Projeto de Monitoramento de Praias acompanha os encalhes, que reforçam os impactos do lixo no oceano para biodiversidade marinha
Carcaã de toninha encalhada na praia | foto: LEC-UFPR

O Laboratório de Ecologia e Conservação da Universidade Federal do Paraná (LEC-UFPR), que realiza Projeto de Monitoramento de Praias da Bacia de Santos (PMP-BS), vem registrando nos últimos meses casos que reforçam uma realidade preocupante: os impactos do lixo marinho, em especial dos plásticos, sobre a fauna costeira.

Entre os animais atendidos, muitas tartarugas-verdes e pinguins-de-magalhães têm chegado ao Centro de Reabilitação, Despetrolização e Análise de Saúde de Fauna Marinha da UFPR (CReD-UFPR) debilitados, muitos com fragmentos plásticos em seus organismos. Essas ocorrências, que se somam a uma década de dados sistematizados pelo laboratório, evidenciam que este problema global possui reflexos na qualidade ambiental no litoral paranaense.
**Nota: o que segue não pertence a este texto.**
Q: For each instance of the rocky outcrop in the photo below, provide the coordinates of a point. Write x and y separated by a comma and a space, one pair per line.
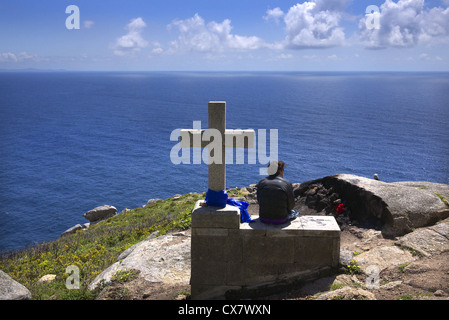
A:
71, 230
164, 260
100, 213
11, 289
397, 208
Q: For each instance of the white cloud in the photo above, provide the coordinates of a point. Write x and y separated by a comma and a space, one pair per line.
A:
406, 23
274, 14
132, 41
314, 24
196, 35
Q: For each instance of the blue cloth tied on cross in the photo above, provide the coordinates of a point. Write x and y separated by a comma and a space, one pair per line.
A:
220, 199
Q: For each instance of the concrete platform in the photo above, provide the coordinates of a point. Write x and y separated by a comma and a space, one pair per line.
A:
227, 260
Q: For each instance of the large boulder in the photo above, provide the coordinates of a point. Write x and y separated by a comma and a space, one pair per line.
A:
11, 289
398, 207
100, 213
428, 241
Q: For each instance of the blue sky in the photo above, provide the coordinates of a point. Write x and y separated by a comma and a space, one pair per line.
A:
226, 35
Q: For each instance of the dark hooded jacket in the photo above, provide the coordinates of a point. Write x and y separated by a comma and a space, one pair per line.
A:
275, 197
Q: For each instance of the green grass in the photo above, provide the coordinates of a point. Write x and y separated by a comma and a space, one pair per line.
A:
95, 249
442, 198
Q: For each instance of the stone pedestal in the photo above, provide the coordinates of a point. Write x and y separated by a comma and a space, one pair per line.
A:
229, 258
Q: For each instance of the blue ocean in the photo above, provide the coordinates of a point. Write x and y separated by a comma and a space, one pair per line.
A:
71, 141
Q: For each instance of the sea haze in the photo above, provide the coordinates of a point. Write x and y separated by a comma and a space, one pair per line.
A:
74, 141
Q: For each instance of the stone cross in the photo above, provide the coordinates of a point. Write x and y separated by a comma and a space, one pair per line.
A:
222, 138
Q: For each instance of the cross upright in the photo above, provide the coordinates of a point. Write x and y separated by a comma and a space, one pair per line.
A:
222, 138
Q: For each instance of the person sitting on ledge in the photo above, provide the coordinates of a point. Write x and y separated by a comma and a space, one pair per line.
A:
275, 196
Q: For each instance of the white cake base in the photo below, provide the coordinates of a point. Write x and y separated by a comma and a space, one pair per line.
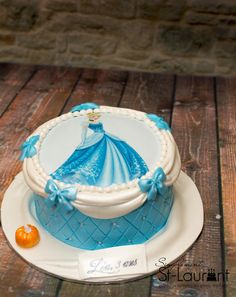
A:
52, 256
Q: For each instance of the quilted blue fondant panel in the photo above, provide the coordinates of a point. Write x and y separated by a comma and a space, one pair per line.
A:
78, 230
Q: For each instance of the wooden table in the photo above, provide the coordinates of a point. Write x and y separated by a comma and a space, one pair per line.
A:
202, 114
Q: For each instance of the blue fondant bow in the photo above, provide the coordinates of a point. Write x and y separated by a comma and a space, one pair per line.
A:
159, 121
84, 106
64, 196
28, 147
154, 185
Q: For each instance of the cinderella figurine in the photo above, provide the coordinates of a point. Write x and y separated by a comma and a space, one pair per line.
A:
101, 159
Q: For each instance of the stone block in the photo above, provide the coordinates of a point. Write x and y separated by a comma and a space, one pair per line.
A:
14, 54
21, 15
192, 17
225, 49
181, 40
91, 44
213, 6
172, 12
132, 54
86, 23
62, 5
204, 67
149, 9
6, 39
37, 41
116, 8
137, 34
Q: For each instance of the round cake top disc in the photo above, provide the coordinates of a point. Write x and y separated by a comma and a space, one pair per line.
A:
104, 150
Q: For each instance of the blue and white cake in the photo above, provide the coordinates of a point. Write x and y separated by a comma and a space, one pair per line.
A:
102, 176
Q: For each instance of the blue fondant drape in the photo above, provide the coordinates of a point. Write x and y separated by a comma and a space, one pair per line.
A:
101, 160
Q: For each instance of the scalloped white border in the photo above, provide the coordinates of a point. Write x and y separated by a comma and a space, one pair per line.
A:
118, 199
45, 129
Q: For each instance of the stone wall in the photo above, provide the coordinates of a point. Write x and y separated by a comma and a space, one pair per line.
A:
173, 36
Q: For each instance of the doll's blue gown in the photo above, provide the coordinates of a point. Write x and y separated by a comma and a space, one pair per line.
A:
102, 159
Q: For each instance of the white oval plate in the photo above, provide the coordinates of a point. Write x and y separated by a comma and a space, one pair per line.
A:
52, 256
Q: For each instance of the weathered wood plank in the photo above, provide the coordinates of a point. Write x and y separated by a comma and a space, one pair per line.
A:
151, 93
194, 129
29, 109
12, 79
226, 101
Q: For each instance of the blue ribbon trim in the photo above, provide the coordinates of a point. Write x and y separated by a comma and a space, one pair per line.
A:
84, 106
28, 147
154, 185
159, 121
64, 196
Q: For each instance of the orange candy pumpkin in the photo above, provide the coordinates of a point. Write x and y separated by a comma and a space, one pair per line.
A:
27, 236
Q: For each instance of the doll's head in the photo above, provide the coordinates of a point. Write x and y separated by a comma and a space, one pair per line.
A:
93, 117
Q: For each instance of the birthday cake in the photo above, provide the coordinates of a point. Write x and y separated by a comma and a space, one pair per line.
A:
101, 176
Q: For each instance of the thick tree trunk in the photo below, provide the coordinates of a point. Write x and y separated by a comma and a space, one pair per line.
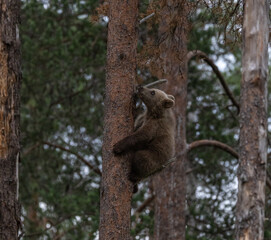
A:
170, 185
116, 189
10, 78
253, 122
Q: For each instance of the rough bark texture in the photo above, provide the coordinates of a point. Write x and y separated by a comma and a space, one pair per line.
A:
253, 123
116, 189
169, 185
10, 78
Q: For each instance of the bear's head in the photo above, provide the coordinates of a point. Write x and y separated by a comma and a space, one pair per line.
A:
155, 100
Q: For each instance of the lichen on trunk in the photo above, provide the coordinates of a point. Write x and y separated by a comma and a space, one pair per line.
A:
253, 122
10, 79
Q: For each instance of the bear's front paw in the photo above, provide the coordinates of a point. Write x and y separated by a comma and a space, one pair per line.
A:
117, 148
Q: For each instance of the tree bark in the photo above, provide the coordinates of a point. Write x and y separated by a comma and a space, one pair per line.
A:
116, 189
10, 79
170, 184
253, 122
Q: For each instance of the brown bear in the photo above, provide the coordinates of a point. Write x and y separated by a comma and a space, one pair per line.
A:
152, 144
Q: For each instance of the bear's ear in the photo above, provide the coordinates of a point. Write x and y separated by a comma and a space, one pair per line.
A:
171, 97
168, 103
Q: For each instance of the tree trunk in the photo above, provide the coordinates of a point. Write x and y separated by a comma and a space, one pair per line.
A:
253, 122
10, 78
116, 189
170, 184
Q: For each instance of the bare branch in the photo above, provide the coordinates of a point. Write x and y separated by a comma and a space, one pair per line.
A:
146, 18
210, 62
158, 82
75, 154
214, 143
144, 204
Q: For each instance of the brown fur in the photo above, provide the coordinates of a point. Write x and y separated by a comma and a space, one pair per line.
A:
152, 144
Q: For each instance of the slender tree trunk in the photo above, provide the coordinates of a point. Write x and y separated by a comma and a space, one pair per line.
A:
253, 122
10, 78
170, 184
116, 189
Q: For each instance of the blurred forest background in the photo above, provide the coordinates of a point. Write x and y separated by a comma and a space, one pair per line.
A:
63, 65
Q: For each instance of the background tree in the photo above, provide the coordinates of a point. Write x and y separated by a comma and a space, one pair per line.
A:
62, 108
62, 111
10, 80
253, 122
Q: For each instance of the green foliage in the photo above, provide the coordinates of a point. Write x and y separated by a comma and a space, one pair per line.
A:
62, 98
62, 104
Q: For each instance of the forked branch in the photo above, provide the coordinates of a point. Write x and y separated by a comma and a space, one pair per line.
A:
210, 62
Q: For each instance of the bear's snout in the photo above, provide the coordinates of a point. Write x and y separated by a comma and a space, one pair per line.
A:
139, 88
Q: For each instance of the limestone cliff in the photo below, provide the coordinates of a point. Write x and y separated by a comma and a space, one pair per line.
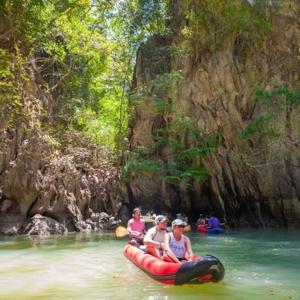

Resgates que revelam o problema

Tartaruga vítima de lixo no oceano | foto: LEC-UFPR

Durante o inverno, época em que o Paraná recebe maior número de encalhes de animais migratórios, a equipe multidisciplinar do PMP-BS registrou diversos indivíduos em condições críticas quanto à saúde, incluindo sinais de interação com resíduos.

No caso das tartarugas-verdes (Chelonia mydas), por exemplo, os fragmentos plásticos ingeridos dificultam a digestão e provocam quadros de subnutrição. A médica veterinária do PMP-BS/UFPR, Carolina Jorge, explica que esse cenário vem se repetindo ao longo dos anos. “Infelizmente, acabamos atendendo vários animais marinhos com plástico, tanto fragmentos rígidos quanto embalagens maleáveis. Já tivemos casos em que o animal chegou vivo ao CReD, mas não resistiu, porque a ingestão de plástico provoca obstruções, inflamações e até a morte. Cada resíduo que chega ao mar pode representar uma sentença de morte para a fauna marinha”, diz Carolina.

Do atendimento à ciência

Cada animal recebido no CReD passa por exames clínicos, laboratoriais e de imagem que permitem avaliar seu estado de saúde e compreender as causas de debilitação ou mortalidade. Esses registros são essenciais para a ciência, pois ajudam a identificar a exposição dos animais a este impacto, a mensurar a presença do lixo no mar, mas também a avançar no entendimento sobre efeitos secundários do plástico à saúde dos animais e de todo o ecossistema (abordagem One health).

De acordo com a bióloga Vitória Iurk, pesquisadora da equipe LEC-UFPR, o plástico libera diversos compostos químicos nos organismos e tem efeitos de curto a longo prazo na saúde e bem estar dos indivíduos. Processos de imunossupressão são relacionados a ingestão de lixo para diversos animais, incluindo para as tartarugas marinhas.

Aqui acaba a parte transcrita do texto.